In this thesis, we perform two series of experiments exploring some of the aforementioned challenges. In Chapter 2 we study a novel synthetic polymer, polyvinylpyrrolidone (PVP), which is used in the imaging of islets following transplantation. Polyvinylpyrrolidone has previously proven useful in the coating of superparamagnetic iron oxide (SPIO) nanoparticles (deemed PVP-SPIO nanoparticles) which can then be utilized in the labelling of cells, including mouse islets. These labelled islets allow for greater resolution on MRI, allowing the ability to follow islet grafts post transplantation in animal models. We are the first to experiment with PVP-SPIO in pig islets, and we show that it can be used to label neonatal pig islets, improving their contrast on MRI imaging. We also demonstrate that PVP-SPIO can be used to improve contrast on MRI imaging when the islets are situated under the kidney capsule in a diabetic mouse model, while not impacting the islet’s ability to reverse diabetes. Furthermore, our data demonstrates an expansion of PVP-SPIO labelled islet grafts on MRI following graft rejection, suggesting PVP-SPIO nanoparticles may hold promise in the ability to non-invasively detect graft rejection.

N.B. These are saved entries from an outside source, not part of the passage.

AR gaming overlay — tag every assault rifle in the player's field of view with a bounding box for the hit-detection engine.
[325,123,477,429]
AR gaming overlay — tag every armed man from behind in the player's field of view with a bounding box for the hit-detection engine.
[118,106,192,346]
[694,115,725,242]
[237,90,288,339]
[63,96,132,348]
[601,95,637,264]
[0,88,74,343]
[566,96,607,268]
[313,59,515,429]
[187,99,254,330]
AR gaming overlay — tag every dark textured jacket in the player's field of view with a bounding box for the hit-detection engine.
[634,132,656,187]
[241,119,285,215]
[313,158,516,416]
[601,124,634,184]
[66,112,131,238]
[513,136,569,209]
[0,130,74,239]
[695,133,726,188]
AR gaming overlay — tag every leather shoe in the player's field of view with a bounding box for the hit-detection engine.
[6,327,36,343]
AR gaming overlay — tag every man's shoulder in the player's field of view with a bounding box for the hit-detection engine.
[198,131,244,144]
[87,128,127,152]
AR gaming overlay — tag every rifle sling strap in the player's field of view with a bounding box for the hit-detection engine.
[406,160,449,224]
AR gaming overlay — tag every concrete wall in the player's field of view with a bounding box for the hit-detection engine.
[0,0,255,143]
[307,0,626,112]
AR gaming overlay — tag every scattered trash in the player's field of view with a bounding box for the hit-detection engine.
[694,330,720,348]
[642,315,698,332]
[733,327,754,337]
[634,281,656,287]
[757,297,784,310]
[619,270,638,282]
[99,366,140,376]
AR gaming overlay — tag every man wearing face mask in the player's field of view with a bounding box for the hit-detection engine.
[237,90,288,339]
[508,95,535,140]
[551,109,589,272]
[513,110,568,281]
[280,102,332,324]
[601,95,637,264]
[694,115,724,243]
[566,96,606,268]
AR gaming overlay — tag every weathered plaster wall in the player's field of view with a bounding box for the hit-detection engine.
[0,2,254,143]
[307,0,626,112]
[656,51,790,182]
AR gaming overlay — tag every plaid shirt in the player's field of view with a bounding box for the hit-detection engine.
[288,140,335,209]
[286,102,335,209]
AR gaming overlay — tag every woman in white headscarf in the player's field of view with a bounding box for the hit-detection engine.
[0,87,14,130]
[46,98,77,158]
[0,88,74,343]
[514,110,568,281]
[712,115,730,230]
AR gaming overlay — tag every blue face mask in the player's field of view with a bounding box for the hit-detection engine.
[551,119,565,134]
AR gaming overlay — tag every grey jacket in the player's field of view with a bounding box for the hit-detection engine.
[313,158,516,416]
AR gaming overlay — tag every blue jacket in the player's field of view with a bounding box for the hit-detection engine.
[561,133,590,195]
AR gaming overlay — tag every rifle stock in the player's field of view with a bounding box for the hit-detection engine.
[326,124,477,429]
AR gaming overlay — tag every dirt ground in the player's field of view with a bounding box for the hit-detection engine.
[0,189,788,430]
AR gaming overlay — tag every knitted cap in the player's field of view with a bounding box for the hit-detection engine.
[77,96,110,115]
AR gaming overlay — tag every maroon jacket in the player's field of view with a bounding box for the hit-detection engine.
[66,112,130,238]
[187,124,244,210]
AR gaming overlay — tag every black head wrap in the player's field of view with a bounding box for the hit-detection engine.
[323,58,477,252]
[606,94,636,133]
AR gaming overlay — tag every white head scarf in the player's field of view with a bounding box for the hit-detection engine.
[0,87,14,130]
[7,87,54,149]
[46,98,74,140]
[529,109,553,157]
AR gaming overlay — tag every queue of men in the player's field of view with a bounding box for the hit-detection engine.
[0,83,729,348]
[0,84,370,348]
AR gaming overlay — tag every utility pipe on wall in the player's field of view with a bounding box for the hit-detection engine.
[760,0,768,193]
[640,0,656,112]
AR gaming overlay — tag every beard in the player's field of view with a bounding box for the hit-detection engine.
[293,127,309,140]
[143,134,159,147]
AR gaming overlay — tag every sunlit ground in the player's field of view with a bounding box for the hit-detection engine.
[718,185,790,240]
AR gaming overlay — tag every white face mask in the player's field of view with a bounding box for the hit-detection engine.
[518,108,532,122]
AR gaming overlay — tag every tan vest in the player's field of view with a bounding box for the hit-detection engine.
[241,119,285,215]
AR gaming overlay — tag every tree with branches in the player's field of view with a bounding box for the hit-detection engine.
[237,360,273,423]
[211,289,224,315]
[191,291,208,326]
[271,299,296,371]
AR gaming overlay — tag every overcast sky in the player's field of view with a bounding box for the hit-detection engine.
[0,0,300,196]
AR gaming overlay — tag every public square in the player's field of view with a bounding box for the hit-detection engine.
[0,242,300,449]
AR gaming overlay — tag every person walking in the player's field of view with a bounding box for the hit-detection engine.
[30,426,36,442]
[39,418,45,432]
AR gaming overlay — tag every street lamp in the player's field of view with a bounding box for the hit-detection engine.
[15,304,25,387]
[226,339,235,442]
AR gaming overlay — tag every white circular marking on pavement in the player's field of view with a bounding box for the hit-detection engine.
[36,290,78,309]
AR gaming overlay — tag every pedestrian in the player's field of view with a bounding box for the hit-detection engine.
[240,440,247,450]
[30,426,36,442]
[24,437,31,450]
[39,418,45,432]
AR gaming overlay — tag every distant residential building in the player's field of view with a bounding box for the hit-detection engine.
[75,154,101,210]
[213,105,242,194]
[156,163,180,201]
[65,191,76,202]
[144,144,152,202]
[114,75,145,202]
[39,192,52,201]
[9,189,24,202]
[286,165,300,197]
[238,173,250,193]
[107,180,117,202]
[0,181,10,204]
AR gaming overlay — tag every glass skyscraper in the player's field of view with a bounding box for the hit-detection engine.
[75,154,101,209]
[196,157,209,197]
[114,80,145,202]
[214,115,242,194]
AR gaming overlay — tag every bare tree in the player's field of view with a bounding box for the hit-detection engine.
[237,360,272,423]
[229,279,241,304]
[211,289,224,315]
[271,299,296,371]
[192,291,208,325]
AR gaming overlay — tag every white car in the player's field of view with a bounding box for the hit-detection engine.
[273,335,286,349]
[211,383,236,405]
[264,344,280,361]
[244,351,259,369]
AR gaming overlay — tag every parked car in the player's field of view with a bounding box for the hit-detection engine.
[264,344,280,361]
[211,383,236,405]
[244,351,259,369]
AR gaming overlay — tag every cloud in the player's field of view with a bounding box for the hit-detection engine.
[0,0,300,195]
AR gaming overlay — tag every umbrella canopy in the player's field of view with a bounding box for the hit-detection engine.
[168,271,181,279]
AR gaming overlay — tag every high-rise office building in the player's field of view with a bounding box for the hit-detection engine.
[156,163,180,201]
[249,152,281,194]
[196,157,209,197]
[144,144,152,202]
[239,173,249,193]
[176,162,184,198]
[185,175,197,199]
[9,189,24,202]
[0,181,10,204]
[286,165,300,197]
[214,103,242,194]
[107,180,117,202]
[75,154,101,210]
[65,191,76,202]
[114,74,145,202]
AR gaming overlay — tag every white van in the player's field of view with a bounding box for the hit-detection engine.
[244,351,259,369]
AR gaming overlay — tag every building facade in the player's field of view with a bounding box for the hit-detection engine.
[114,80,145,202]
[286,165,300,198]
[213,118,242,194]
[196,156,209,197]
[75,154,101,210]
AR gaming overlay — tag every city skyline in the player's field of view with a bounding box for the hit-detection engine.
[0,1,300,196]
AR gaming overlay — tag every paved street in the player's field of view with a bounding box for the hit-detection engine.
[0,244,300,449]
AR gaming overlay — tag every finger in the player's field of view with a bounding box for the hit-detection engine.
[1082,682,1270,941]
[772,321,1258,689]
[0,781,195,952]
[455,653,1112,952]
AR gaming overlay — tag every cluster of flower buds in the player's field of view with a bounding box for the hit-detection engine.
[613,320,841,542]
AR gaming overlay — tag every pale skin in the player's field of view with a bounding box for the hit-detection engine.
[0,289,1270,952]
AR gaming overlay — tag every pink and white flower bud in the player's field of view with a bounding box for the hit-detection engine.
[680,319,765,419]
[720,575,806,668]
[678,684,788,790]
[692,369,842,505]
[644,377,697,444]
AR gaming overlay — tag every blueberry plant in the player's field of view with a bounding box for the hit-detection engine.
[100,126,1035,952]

In Chapter 3, the primary chapter of this thesis, we assess the gene and protein expression of neonatal pig islets in the early post-natal period by quantitative reverse transcription polymerase chain reaction (RT-qPCR) and Western immunoassay. Primary pathways of interest span cell-cell adhesion and insulin secretion. Specific molecules of interest include: adhesion molecules E and VE-cadherin as well as glucose transporter GLUT-2, GTPase RAC1 and SNAP25 a protein involved in insulin exocytosis. We perform an exploratory analysis identifying trends seen in different ages of neonatal pigs across different days in culture.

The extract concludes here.